Interview on spelling


I’ve recently read this newspaper interview with a professor of General Linguistics.

Q: Do we have a low level of spelling?

A: In general, yes. Above all, young people. It’s more – it’s one of the perennial problems, our major battlefield. And that’s because nobody is born with the knowledge and the process of learning is very slow. It takes a lot of patience, a lot of practice, a lot of persistence and a lot of attention.

Q: What role does reading play in its acquisition?

A: It’s an essential process, seeing that reading and writing are basic. A pupil will be incapable of mastering any course of study who takes half an hour to understand a page. Guaranteed failure. However, not having this facility has nothing to do with intelligence, it just means not having the basic facility.

Q: Is the problem with the teaching?

A: Learning to spell is difficult and takes a lot of practice. It’s like gymnastics: you have to practice it constantly in order to be good at it.

Q: What role does syntax play in the correct use of the language?

A: Spelling has two sides: the letters themselves and syntax. The first can be learned with a lot of practice, and syntax is key to using punctuation. This is the part that children learn last. They have to know how to construct sentences, and for this, the rules of punctuation are key.

Q: Do young people arrive at university well prepared?

A: The majority not. In the university, during the first years, they are corrected severely, but we should be conscious of the fact that teaching spelling is not just a task for language teachers – everyone must be vigilant when it comes to the mastery of the language.

Q: Are the new technologies acting against the correct use of the language?

A: People blame the new technologies, but it isn’t true. The person who makes mistakes doesn’t know the spelling. They have to make sure they read a lot, correcting themselves, because it is a social problem. When they finish their studies, if they cannot spell correctly, they will suffer rejection.

Fairly obviously, from the reply that “they are corrected severely” in universities, this interview is not with a British academic. But where is it from? Answers on a postcard, please (no, not seriously!!). The answer next week.

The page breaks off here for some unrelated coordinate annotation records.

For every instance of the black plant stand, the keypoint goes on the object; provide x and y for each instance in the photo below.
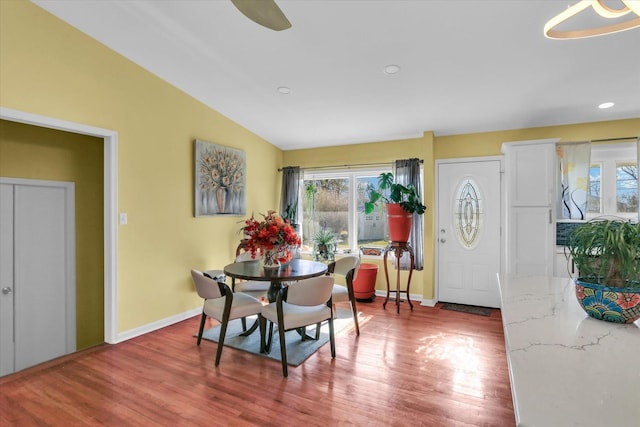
(398, 248)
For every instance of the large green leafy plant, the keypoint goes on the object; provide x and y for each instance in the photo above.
(391, 192)
(606, 251)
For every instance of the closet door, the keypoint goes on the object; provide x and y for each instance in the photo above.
(6, 279)
(530, 179)
(43, 272)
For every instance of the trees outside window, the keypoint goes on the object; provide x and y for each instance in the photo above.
(334, 202)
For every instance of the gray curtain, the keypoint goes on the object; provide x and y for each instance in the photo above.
(407, 172)
(290, 190)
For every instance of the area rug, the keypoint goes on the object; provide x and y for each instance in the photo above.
(471, 309)
(297, 350)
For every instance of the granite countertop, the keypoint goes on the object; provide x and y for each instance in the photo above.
(567, 369)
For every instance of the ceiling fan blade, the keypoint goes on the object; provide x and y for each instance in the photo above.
(264, 12)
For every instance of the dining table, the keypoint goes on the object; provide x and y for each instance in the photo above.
(294, 270)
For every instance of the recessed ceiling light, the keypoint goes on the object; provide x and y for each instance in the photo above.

  1. Sounds like a country where English is the medium of university education, but not most people’s first language. I would guess somewhere in Anglophone Africa.

  2. dw – Good reasoning, but you’ll have to wait until Saturday for the answer!

  3. Apart from the fact that punctuation doesn’t really exist in Thai, the general Mickey Mouse level of thinking fits the Thai education system to a T. As if spelling had any correlation to intelligence.